The GDPR does not specify how organizations should assess risks, but Article 32 requires controllers to “implement appropriate technical and organizational measures to ensure a level of security appropriate to the risk,” And Article 35 encourages them to “conduct data protection impact assessments for high-risk processing activities”.

Myth #5. There is no real value in risk assessment; organizations do it just for show.

WRONG. In fact, risk assessment is a very powerful tool for making real changes that improve security. The 2017 Netwrix IT Risks Report found that lack of involvement of senior management was a problem for 32% of IT pros looking for additional budget for new IT security measures or personnel.
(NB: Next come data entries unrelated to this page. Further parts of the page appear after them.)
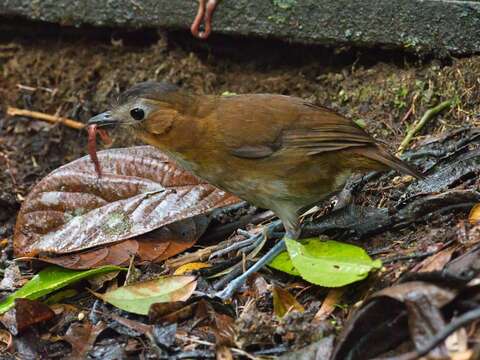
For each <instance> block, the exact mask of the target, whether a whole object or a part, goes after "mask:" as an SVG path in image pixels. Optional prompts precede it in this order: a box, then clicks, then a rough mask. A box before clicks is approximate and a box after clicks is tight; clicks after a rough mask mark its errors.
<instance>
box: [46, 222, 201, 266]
mask: <svg viewBox="0 0 480 360" xmlns="http://www.w3.org/2000/svg"><path fill="white" fill-rule="evenodd" d="M205 229H206V223H205V222H204V221H203V220H202V219H200V217H199V216H197V217H194V218H191V219H185V220H182V221H178V222H176V223H173V224H170V225H166V226H164V227H162V228H160V229H157V230H153V231H151V232H149V233H147V234H144V235H140V236H137V237H136V238H134V239H130V240H124V241H121V242H118V243H113V244H110V245H106V246H103V247H100V248H95V249H88V250H84V251H81V252H77V253H75V254H68V255H60V256H42V255H40V257H39V260H41V261H44V262H47V263H50V264H55V265H59V266H62V267H65V268H69V269H75V270H80V269H91V268H93V267H100V266H104V265H118V266H127V265H128V264H129V261H130V258H131V257H132V256H134V257H135V263H136V264H137V265H138V264H142V263H149V262H161V261H163V260H165V259H167V258H170V257H172V256H175V255H177V254H179V253H181V252H182V251H185V250H186V249H188V248H190V247H192V246H193V245H194V244H195V242H196V241H197V240H198V238H199V237H200V236H201V235H202V234H203V233H204V231H205ZM167 250H168V252H167Z"/></svg>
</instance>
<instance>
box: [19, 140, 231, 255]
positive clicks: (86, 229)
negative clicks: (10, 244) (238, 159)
mask: <svg viewBox="0 0 480 360" xmlns="http://www.w3.org/2000/svg"><path fill="white" fill-rule="evenodd" d="M98 157H99V160H100V163H101V165H102V169H103V176H102V177H100V178H99V177H98V176H97V174H96V173H95V170H94V166H93V164H92V162H91V160H90V159H89V158H88V157H83V158H81V159H78V160H75V161H73V162H71V163H69V164H67V165H64V166H62V167H60V168H58V169H57V170H55V171H53V172H52V173H50V174H49V175H48V176H46V177H45V178H44V179H43V180H42V181H40V183H38V184H37V185H36V186H35V187H34V188H33V190H32V191H31V192H30V194H29V195H28V196H27V198H26V199H25V202H24V203H23V205H22V208H21V209H20V213H19V216H18V219H17V224H16V227H15V235H14V249H15V254H16V256H36V255H38V254H39V253H50V254H51V253H54V254H65V253H70V252H74V251H80V250H84V249H87V248H92V247H95V246H99V245H106V244H111V243H113V242H118V241H121V240H125V239H129V238H132V237H135V236H138V235H141V234H145V233H147V232H149V231H152V230H154V229H158V228H160V227H162V226H164V225H168V224H171V223H173V222H176V221H180V220H183V219H187V218H191V217H194V216H197V215H200V214H204V213H206V212H208V211H210V210H212V209H213V208H217V207H222V206H226V205H229V204H233V203H235V202H237V201H239V200H238V198H236V197H234V196H232V195H230V194H228V193H225V192H224V191H222V190H219V189H217V188H215V187H213V186H212V185H210V184H208V183H206V182H204V181H202V180H200V179H198V178H196V177H195V176H193V175H191V174H190V173H188V172H186V171H184V170H183V169H181V168H179V167H178V166H177V165H176V164H175V163H173V162H172V161H170V160H169V159H168V158H167V157H166V156H165V155H164V154H162V153H161V152H159V151H158V150H156V149H155V148H153V147H151V146H138V147H132V148H125V149H110V150H105V151H101V152H99V153H98Z"/></svg>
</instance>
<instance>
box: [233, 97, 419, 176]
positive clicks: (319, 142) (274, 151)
mask: <svg viewBox="0 0 480 360" xmlns="http://www.w3.org/2000/svg"><path fill="white" fill-rule="evenodd" d="M290 99H292V100H291V101H290V104H288V105H292V104H293V105H295V106H296V108H295V109H293V110H294V111H292V109H291V108H290V109H288V108H286V111H285V112H280V113H278V112H275V113H274V114H275V115H277V116H280V117H281V116H284V114H287V115H288V114H290V116H293V117H294V118H293V119H287V120H285V119H283V122H282V123H281V126H280V127H279V126H278V123H276V124H275V126H274V127H276V129H277V131H276V132H272V133H271V134H270V135H269V137H267V138H265V137H263V139H262V140H261V141H259V142H258V143H256V144H251V143H250V144H248V145H242V146H238V147H236V148H234V149H232V150H231V153H232V155H234V156H237V157H241V158H248V159H260V158H267V157H269V156H274V155H275V153H276V152H279V151H281V150H289V149H298V150H302V151H300V154H301V155H302V156H305V155H306V156H315V155H319V154H323V153H328V152H334V151H339V150H345V149H351V150H352V153H355V154H358V155H360V156H363V157H365V158H368V159H371V160H374V161H375V162H378V163H380V164H383V165H384V166H386V167H388V168H392V169H395V170H397V171H399V172H401V173H406V174H409V175H412V176H415V177H417V178H421V177H422V175H421V174H420V173H419V172H418V171H417V170H416V169H414V168H412V167H411V166H409V165H408V164H406V163H405V162H403V161H401V160H400V159H398V158H396V157H395V156H393V155H392V154H390V153H389V152H388V151H386V150H385V149H383V148H382V147H380V146H379V145H378V144H377V143H376V141H375V140H374V139H373V138H372V137H371V136H370V135H368V134H367V133H366V132H365V131H364V130H363V129H362V128H360V127H359V126H358V125H357V124H355V123H354V122H353V121H352V120H350V119H347V118H345V117H343V116H342V115H340V114H337V113H336V112H334V111H331V110H329V109H327V108H323V107H320V106H316V105H313V104H309V103H306V102H303V101H298V100H297V99H296V98H290ZM295 110H296V111H295ZM272 114H273V113H272ZM272 122H275V120H273V121H272Z"/></svg>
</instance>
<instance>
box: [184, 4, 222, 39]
mask: <svg viewBox="0 0 480 360" xmlns="http://www.w3.org/2000/svg"><path fill="white" fill-rule="evenodd" d="M218 1H219V0H208V1H207V0H199V1H198V11H197V15H196V16H195V20H193V23H192V26H191V27H190V31H191V32H192V35H193V36H195V37H197V38H199V39H206V38H208V36H209V35H210V33H211V32H212V15H213V12H214V11H215V8H216V7H217V3H218ZM202 20H203V23H204V30H203V31H200V25H201V23H202Z"/></svg>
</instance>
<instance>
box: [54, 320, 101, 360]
mask: <svg viewBox="0 0 480 360" xmlns="http://www.w3.org/2000/svg"><path fill="white" fill-rule="evenodd" d="M105 329H106V325H105V323H103V322H101V321H100V322H98V323H97V324H95V325H93V324H92V323H90V322H83V323H73V324H71V325H70V327H69V328H68V330H67V333H66V334H65V336H64V338H63V339H64V340H65V341H66V342H68V343H69V344H70V345H71V346H72V352H71V353H70V354H69V356H68V358H69V359H73V360H81V359H86V358H87V354H88V352H89V351H90V349H91V348H92V346H93V344H95V340H96V339H97V337H98V335H100V333H101V332H102V331H103V330H105Z"/></svg>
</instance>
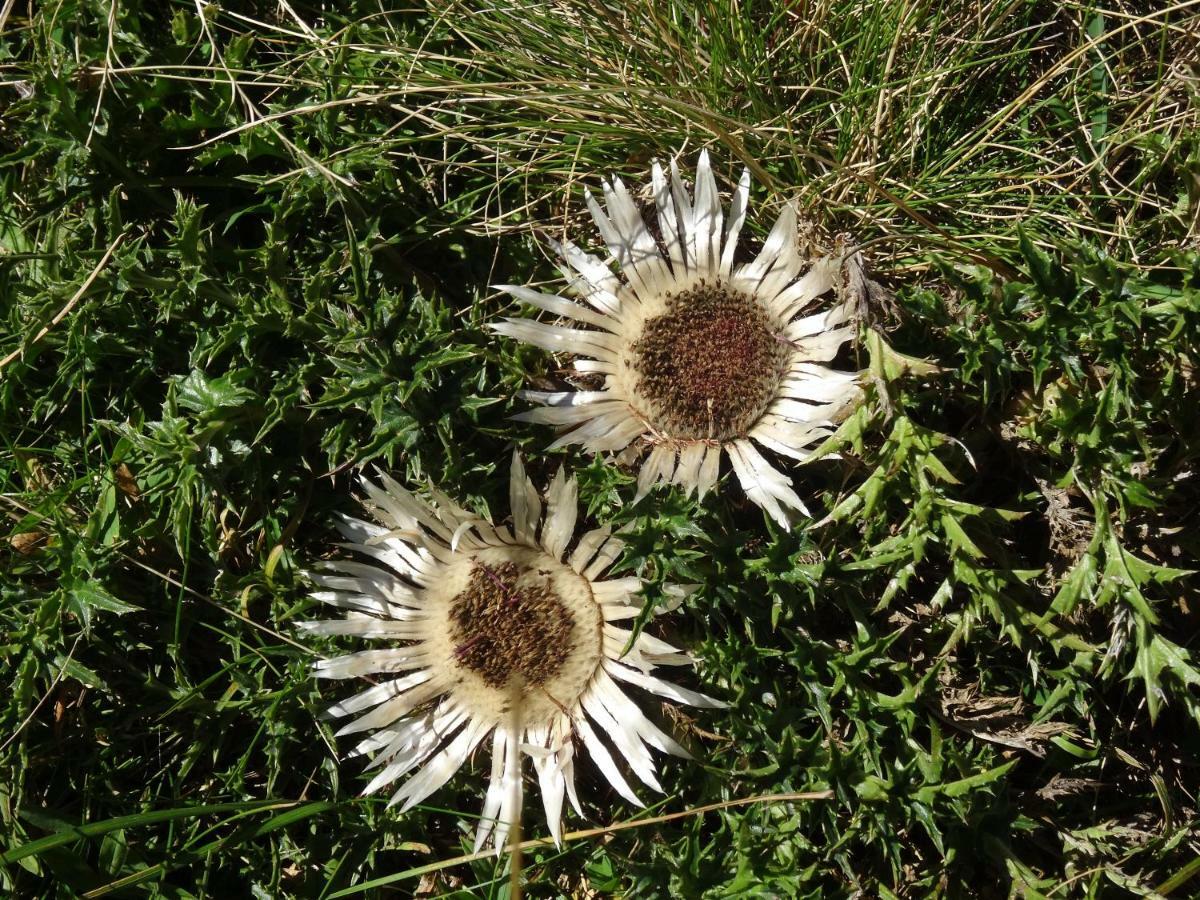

Risk assessment can help you highlight risky areas to C-level executives and educate them about the likelihood of data breaches and their financial implications, which will help you justify the budget you request for improving data protection.

Myth #6. Everything is fine with my organization; we don’t need risk assessment.

WRONG. A false sense of security is one of the worst things that can happen to an organization. No matter how strong your control processes are, you do have vulnerabilities, and thorough risk assessment will help you ferret them out, prioritize them and take appropriate remediation steps. As your IT environment changes and threats evolve, new vulnerabilities will emerge, and you’ll need to repeat the process.

Myth #7. We have insurance, so it’s not a big deal if we don’t have risk assessment.

WRONG. Many organizations believe that insurance will cover data breach costs and protect them from individual and class action lawsuits. But that’s not true. For example, if an investigation reveals that a data breach was completely your organization’s fault, there is no way you will avoid fines and other sanctions. Moreover, insurance won’t save you personally from losing your job in case of a data breach. If you hold a senior management position, you will be the first in line to take the fall.

The best examples of how insurance fails to completely cover you in case of a security incident are the Target and Equifax breaches:

Target. Retail giant Target was hit with a massive data breach incident during the holiday season of 2013. Target’s costs related to the data breach totaled $252 million, of which just $90 million was covered by insurance. Those costs include defending various lawsuits from banks and customers, security investigations, and data and network restoration. Plus, two major executives resigned: CIO Beth Jacob and CEO Gregg Steinhaffel.

Equifax. In May of 2017, cybercriminals accessed Equifax files containing the personal data of 143 million people. The company holds an insurance policy that will probably cover about $100–$150 million of the costs. The data breach has cost the credit bureau $87.5 million so far, but the eventual total cost could very well be many times higher than the insurance payout, given the large volume of data exposed and the final cost of other famous breaches like Target and Yahoo. Three Equifax executives, the CIO, the CSO and the CEO, retired within a few weeks after the breach was made public in September.

Next steps

If you want to develop stronger security policies and safeguard data against breaches, the first step you need to take is understand that myths about risk assessment are nothing more than a relic of the past. Debunking popular myths has always been the best way to achieve progress. For example, the concept of the Flat Earth used to define the way people think until proven wrong by Magellan–Elcano circumnavigation; later, this remarkable discovery resulted in a big leap in the development of science.

Now that you understand that these myths about risk assessment are wrong, you can move on to the next step: building an effective risk assessment program. Being able to identify and prioritize security risks will help you mitigate cyber threats and simplify compliance with various standards, such as GDPR and HIPAA.